7月12日に開催されたフレッシュ球宴で優秀選手賞に輝いた周東
驚異のスピードを武器にする22歳が「育成の星」として大ブレークしそうな輝きを放っている。育成1年目の内野手、
周東佑京だ。衝撃を走らせたのは、4月14日のウエスタン・
オリックス戦(佐藤スタ)。同点に追いついた最終回、なおも二死一塁の場面。
釜元豪の放った左翼前へのポテンヒット(記録は二塁打)で、一走の周東は俊足を飛ばし2つのベースを蹴ると一気に本塁へと滑り込んだ。「二死とはいえ、あれで一塁から返ってくるんだからすごい。あの足は脅威」。逆転勝ちを演出した韋駄天ぶりに、
小川一夫二軍監督もうなった。
昨秋のドラフトで、東農大北海道オホーツクから育成2位で入団。チームは
千賀滉大、
石川柊太、
甲斐拓也ら育成出身選手が主力として活躍するなど「育成のホークス」の名を欲しいままにしているが、球団方針として長打力、強肩など「一芸」にひいでた選手を育成枠では指名している。
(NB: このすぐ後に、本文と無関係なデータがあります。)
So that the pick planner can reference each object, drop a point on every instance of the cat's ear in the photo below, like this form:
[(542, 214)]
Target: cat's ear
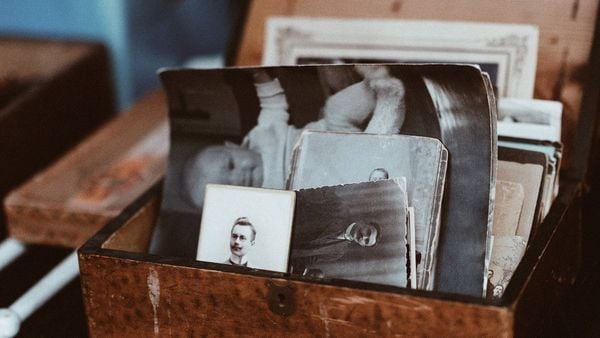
[(230, 144)]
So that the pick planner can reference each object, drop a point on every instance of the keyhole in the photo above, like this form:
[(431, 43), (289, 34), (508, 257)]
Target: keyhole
[(281, 297)]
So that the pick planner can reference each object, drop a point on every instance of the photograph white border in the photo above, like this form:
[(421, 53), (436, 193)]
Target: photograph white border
[(513, 47), (270, 211)]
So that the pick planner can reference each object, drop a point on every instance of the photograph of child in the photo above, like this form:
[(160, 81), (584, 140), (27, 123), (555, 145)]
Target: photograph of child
[(273, 105)]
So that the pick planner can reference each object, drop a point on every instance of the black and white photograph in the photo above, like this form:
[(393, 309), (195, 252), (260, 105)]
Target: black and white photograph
[(507, 52), (354, 232), (269, 107), (422, 161), (246, 227), (530, 119)]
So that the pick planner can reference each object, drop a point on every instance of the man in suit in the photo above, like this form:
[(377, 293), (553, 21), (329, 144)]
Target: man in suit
[(330, 244), (243, 235)]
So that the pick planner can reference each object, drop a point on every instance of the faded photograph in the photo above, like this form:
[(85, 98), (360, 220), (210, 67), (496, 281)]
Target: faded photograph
[(239, 125), (355, 232), (246, 227)]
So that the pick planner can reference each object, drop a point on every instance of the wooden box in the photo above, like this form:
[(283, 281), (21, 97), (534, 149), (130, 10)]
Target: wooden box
[(61, 91), (128, 292)]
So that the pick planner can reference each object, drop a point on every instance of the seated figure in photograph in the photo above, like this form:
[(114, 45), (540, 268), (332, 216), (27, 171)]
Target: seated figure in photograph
[(330, 245), (263, 158), (243, 236)]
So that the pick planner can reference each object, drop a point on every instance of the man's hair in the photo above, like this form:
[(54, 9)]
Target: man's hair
[(244, 221)]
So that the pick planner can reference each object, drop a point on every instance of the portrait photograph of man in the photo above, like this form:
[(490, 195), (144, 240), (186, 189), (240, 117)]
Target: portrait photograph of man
[(246, 227)]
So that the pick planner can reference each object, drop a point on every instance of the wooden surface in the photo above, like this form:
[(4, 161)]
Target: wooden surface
[(149, 299), (67, 203), (128, 293), (566, 30), (69, 94)]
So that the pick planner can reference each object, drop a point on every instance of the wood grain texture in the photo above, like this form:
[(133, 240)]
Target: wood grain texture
[(566, 31), (69, 96), (130, 293), (68, 202), (131, 298)]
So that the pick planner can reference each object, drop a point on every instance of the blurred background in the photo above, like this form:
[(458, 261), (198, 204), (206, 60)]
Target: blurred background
[(142, 35)]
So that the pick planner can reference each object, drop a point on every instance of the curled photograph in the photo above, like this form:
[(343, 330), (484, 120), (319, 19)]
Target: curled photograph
[(238, 126)]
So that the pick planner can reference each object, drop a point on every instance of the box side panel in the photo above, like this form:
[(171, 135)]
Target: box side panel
[(135, 234), (542, 307), (69, 201), (124, 297), (55, 114)]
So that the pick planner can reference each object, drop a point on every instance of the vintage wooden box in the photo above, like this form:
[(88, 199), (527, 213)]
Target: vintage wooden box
[(53, 94), (69, 201), (128, 292)]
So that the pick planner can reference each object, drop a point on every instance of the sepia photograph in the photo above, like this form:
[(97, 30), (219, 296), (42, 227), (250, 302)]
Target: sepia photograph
[(530, 119), (354, 231), (422, 161), (507, 52), (246, 227), (270, 107)]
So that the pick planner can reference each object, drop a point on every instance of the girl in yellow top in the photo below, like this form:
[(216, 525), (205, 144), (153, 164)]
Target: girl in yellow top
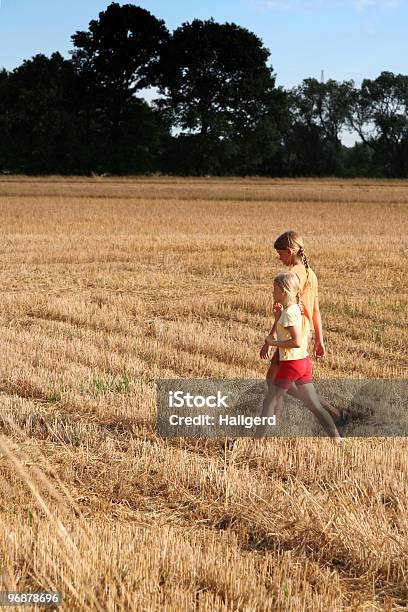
[(294, 366), (291, 251)]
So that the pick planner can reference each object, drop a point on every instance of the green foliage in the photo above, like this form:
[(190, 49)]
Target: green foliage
[(219, 112)]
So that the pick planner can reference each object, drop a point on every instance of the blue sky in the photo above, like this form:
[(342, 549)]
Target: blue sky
[(348, 39)]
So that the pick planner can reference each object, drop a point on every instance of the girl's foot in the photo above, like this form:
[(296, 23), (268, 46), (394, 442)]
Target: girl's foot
[(230, 443)]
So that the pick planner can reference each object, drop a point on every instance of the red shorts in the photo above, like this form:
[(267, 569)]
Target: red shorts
[(294, 370)]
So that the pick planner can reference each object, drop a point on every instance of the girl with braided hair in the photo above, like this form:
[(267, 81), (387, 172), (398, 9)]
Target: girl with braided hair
[(291, 251), (295, 367)]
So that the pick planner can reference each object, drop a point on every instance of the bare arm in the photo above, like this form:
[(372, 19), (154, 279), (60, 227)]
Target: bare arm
[(294, 342), (319, 349)]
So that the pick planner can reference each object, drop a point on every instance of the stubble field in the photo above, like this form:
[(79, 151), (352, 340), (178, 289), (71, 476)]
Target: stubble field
[(109, 284)]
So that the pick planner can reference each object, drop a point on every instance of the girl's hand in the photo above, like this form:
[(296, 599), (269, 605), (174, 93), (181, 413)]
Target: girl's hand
[(277, 309), (319, 350), (264, 354)]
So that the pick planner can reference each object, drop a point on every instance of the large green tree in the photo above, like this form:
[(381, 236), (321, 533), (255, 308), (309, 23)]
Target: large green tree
[(219, 94), (38, 116), (379, 114), (319, 112), (113, 61)]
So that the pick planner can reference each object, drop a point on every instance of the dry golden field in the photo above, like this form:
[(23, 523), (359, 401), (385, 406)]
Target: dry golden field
[(109, 284)]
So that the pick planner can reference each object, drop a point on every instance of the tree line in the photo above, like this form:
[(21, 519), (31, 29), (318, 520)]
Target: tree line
[(218, 110)]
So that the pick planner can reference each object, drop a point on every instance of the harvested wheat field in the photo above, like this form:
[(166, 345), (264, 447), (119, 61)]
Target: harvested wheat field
[(109, 284)]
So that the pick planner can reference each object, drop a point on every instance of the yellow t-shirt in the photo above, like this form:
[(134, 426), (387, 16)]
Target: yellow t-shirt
[(291, 316), (308, 290)]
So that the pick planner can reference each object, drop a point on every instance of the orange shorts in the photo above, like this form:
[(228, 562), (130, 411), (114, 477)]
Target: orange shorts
[(294, 370)]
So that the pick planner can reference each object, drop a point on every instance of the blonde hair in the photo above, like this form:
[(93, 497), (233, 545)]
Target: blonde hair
[(293, 241), (289, 283)]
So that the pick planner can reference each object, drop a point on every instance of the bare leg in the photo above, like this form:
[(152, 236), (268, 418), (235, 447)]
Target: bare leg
[(270, 404), (309, 396), (334, 412)]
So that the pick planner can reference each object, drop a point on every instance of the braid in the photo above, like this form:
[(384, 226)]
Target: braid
[(294, 242), (304, 261)]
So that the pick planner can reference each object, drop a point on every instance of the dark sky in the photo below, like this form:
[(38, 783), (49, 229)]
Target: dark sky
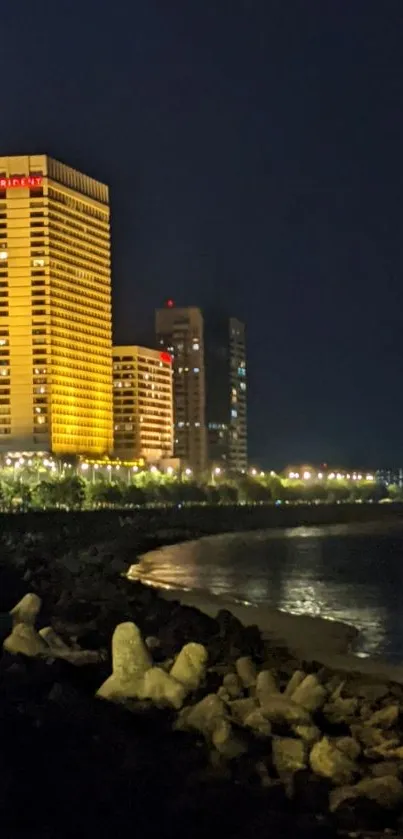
[(254, 152)]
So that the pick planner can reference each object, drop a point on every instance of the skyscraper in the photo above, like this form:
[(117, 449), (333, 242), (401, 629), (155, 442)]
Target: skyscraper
[(143, 403), (55, 309), (180, 333), (226, 389)]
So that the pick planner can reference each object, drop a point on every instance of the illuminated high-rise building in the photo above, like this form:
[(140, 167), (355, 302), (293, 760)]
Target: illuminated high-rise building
[(142, 402), (226, 389), (180, 333), (55, 309)]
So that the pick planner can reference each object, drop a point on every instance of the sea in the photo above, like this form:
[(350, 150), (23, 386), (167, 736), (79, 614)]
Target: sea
[(351, 573)]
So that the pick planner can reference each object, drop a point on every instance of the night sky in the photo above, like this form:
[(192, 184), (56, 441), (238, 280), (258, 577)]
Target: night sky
[(254, 153)]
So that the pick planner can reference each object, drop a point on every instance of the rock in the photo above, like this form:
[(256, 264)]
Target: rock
[(386, 767), (189, 667), (130, 657), (246, 671), (310, 694), (53, 640), (348, 746), (279, 708), (341, 710), (202, 716), (232, 685), (161, 688), (329, 762), (289, 755), (265, 686), (297, 677), (225, 741), (385, 718), (309, 733), (27, 610), (130, 661), (257, 722), (242, 708), (386, 791), (25, 640)]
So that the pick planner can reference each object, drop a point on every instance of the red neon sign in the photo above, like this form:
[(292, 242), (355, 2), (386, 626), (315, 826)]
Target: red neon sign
[(21, 183)]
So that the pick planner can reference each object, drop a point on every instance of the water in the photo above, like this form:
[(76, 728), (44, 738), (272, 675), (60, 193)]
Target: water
[(352, 573)]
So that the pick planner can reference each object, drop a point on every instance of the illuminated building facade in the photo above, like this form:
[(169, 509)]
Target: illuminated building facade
[(142, 404), (55, 309), (226, 388), (180, 333)]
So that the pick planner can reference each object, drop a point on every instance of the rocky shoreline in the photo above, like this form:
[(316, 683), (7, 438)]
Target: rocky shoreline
[(124, 710)]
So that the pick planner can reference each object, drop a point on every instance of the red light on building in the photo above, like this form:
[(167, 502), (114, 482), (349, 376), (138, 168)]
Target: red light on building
[(29, 182)]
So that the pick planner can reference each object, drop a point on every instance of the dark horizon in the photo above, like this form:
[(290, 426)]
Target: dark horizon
[(253, 152)]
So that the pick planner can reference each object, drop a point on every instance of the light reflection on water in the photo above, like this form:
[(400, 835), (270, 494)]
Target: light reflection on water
[(348, 573)]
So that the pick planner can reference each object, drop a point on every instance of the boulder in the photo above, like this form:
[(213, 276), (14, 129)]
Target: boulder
[(202, 716), (265, 686), (386, 791), (384, 718), (130, 662), (130, 657), (297, 677), (161, 688), (279, 708), (25, 640), (189, 667), (27, 610), (289, 755), (232, 685), (240, 709), (328, 761), (310, 693), (246, 670)]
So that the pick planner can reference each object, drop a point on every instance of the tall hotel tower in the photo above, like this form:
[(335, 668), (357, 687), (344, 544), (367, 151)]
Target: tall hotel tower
[(55, 309)]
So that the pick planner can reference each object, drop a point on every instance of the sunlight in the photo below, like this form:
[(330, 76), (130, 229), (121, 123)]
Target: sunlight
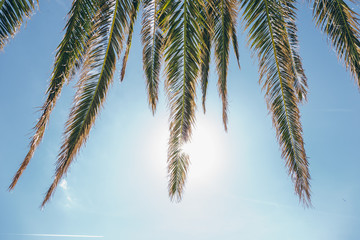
[(208, 152)]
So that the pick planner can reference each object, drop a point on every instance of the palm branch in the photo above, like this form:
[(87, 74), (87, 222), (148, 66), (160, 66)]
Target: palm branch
[(225, 15), (69, 55), (96, 78), (133, 15), (205, 51), (12, 14), (300, 79), (182, 50), (268, 38), (341, 24), (152, 40)]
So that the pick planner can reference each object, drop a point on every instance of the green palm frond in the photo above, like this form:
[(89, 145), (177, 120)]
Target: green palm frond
[(205, 51), (182, 50), (96, 78), (268, 38), (12, 14), (152, 40), (341, 24), (133, 15), (300, 79), (205, 63), (224, 27), (69, 55)]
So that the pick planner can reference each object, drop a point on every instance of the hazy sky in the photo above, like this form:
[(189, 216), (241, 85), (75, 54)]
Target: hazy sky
[(237, 188)]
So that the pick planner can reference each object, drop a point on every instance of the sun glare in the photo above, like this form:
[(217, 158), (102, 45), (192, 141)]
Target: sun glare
[(207, 151)]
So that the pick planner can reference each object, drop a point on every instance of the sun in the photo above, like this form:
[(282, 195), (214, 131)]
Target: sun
[(208, 152)]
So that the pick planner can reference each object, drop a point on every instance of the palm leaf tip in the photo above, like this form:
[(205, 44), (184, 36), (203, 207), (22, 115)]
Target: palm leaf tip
[(153, 45), (341, 24), (177, 171), (69, 55), (95, 80), (268, 38)]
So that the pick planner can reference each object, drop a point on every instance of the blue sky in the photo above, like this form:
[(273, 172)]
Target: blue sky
[(237, 187)]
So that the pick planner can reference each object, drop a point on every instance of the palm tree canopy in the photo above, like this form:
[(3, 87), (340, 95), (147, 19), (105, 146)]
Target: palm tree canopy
[(181, 35)]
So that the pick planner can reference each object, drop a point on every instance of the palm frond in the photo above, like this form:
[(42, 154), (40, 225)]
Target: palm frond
[(300, 79), (205, 63), (205, 51), (341, 24), (152, 40), (95, 80), (224, 28), (133, 15), (182, 51), (12, 14), (69, 55), (267, 37)]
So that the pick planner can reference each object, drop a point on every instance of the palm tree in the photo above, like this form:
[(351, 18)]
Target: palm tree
[(181, 35)]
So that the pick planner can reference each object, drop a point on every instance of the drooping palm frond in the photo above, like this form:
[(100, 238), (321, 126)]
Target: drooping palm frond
[(341, 24), (268, 38), (182, 51), (152, 40), (224, 27), (205, 51), (12, 14), (300, 79), (133, 15), (69, 55), (96, 79)]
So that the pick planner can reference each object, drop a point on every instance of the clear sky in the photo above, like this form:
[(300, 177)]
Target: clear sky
[(237, 188)]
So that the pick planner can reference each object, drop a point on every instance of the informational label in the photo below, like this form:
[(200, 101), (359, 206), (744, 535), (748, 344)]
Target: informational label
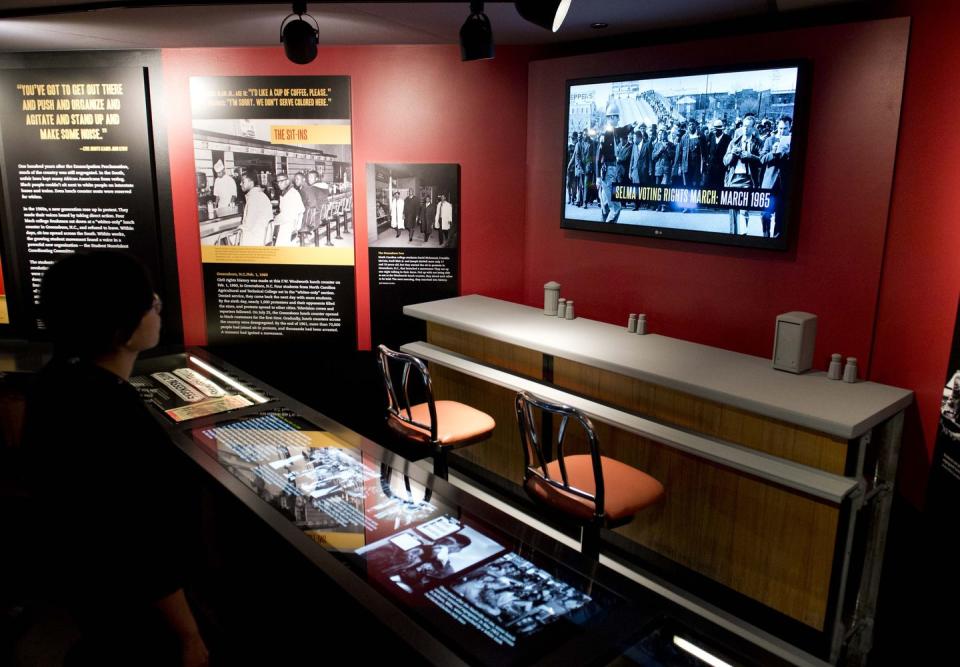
[(413, 223), (77, 170), (279, 301), (184, 393), (275, 207)]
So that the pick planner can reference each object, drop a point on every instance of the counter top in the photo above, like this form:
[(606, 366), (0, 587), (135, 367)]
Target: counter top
[(743, 381)]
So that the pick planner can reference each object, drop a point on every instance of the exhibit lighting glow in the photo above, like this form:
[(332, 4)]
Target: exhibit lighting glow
[(257, 398), (298, 37), (699, 653), (476, 35), (547, 14)]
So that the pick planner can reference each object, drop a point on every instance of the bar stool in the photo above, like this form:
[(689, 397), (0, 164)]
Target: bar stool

周東の長所はもちろん50メートル5秒7の“超快足”だ。1年目の今季、7月19日時点で二軍でチームトップタイの14盗塁をマーク。育成ながらフレッシュ球宴にも出場し躍動した。
強打を誇るチームは、かつては
本多雄一が2年連続の盗塁王に輝くなどしたが、今季は7月19日時点の79試合でリーグ5位の47盗塁と機動力を前面には押し出せていない。それだけに周東の武器は大きな魅力だ。「大卒なので自分には時間がない」と、今季中の支配下入りに向けて鼻息荒い背番号「121」が、鷹のスピードスターとなる日も遠くないかもしれない。